Understanding the Sun Match Engine

Numeric Comparators

The Sun Match Engine provides several comparison functions for matching on numeric fields.

All but the nS comparison function can perform numeric string comparisons or relative distance calculations. When set for a string comparison, the functions compare numeric strings based on the advanced uncertainty comparator. When set for relative distance calculations, the matching weight between two numbers decreases as the numbers become further apart, until the relative distance plus one is reached. At this point, the numbers are considered non-matches. For example, if the relative distance is “10” and the base number for comparison is “2”, a field value of 8 receives a lower matching weight than a field value of 4; but a field value of 13 is considered a complete non-match (since the distance between 2 and 13 is 11).

Figure 3 illustrates how the weight is decreased as the difference between the two compared fields reaches the relative distance. In this diagram, the relative distance is 10 and the light blue line represents the agreement weight.
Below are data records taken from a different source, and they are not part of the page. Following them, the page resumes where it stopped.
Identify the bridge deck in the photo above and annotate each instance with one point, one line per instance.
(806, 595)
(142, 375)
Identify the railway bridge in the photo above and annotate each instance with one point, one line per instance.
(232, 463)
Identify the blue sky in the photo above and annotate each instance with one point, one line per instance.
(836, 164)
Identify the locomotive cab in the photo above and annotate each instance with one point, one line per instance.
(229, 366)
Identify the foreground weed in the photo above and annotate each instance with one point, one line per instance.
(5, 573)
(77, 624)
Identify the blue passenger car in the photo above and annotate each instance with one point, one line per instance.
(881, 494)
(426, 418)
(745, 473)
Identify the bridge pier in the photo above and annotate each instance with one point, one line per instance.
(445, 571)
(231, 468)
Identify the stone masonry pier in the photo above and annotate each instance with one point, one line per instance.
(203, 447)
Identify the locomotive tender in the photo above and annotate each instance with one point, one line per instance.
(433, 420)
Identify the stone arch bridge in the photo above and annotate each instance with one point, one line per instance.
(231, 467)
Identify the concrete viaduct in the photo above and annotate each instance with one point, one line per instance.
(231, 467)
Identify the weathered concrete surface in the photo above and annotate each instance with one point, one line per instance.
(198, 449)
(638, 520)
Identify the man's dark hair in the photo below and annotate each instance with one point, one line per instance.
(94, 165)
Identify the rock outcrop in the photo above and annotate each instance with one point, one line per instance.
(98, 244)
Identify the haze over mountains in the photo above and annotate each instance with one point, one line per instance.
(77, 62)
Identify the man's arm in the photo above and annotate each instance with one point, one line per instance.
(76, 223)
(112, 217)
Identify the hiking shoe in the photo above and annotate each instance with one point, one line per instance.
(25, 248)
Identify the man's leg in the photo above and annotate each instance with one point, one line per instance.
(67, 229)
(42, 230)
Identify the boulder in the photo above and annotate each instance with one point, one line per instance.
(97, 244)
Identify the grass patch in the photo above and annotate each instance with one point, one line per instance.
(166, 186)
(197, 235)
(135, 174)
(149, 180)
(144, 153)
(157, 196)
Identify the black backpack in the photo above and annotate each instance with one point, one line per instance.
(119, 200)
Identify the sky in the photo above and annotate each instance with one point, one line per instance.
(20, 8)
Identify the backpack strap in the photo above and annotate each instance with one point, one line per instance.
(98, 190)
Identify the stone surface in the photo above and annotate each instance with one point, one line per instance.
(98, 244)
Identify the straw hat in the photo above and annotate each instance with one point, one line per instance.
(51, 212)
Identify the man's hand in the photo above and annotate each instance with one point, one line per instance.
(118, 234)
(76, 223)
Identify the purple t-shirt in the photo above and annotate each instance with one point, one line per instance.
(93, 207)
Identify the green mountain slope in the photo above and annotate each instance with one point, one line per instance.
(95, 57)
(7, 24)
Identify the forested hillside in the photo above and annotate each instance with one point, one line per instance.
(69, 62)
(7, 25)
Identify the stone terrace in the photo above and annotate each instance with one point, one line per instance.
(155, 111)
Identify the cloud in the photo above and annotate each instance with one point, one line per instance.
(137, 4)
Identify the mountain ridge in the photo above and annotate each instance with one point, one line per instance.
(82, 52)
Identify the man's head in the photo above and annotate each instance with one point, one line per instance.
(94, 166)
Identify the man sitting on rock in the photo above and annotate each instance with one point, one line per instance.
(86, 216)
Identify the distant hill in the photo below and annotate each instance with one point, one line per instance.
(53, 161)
When the difference between two fields reaches 11 (relative distance plus one), the fields are considered a non-match and are given the full disagreement weight.

Figure 3 Numeric Relative Distance Comparison

Figure shows how weights are assigned based on relative
distances.

Generic Number Comparator (n)

This is a basic numeric comparison function, processing numeric fields as described above. It accepts the parameters listed in Table 39.

Table 39 n, nI, and nR Comparison Function Parameters

Parameter 

Description 

distance-or-string

Specifies whether a relative distance calculation or a direct string comparison is used. Specify “y” to use a relative distance calculation; specify “n” to use a string comparison. 

relative-distance 

The greatest difference between two integers at which the values could still be considered a possible match. When the difference between two numbers is greater than the relative distance, the numbers are considered a non-match (the weight becomes zero when the actual difference is the relative distance plus one). 

Integer Comparator (nI)

This numeric comparison function matches specifically on integers and accepts the parameters listed in Table 39.

Real Number Comparator (nR)

This numeric comparison function matches specifically on real numbers and accepts the parameters listed in Table 39.

Alphanumeric Comparator (nS)

This numeric comparison function is designed specifically for matching on numeric strings and is very useful for matching social security numbers or other unique identifiers. This is the only numeric comparator that can compare alphanumeric values rather than just numeric values. It accepts the parameters listed in Table 40.

Table 40 nS Comparison Function Parameters

Parameter 

Description 

fixed-length

An optional parameter that takes the length of the field value into account. If a fixed length is specified, the match engine considers any field of a different length to be a non-match. Specify any integer smaller than the value specified for the size specified for the field (for more information, see Matching Rules).

character-type 

An indicator of whether the field must be all numeric. Specify “nu” for numeric only, or specify “an” to allow alphanumeric characters. The match engine considers any fields containing characters that are not allowed to be a non-match. 

invalid-characters 

A list of invalid characters for the field. If you specify a character, the match engine considers fields that consist of only that character to be a non-match. For example, if you specify “0”, then an SSN field cannot contain all zeros. Specify as many alphanumeric characters as needed, separated by a space.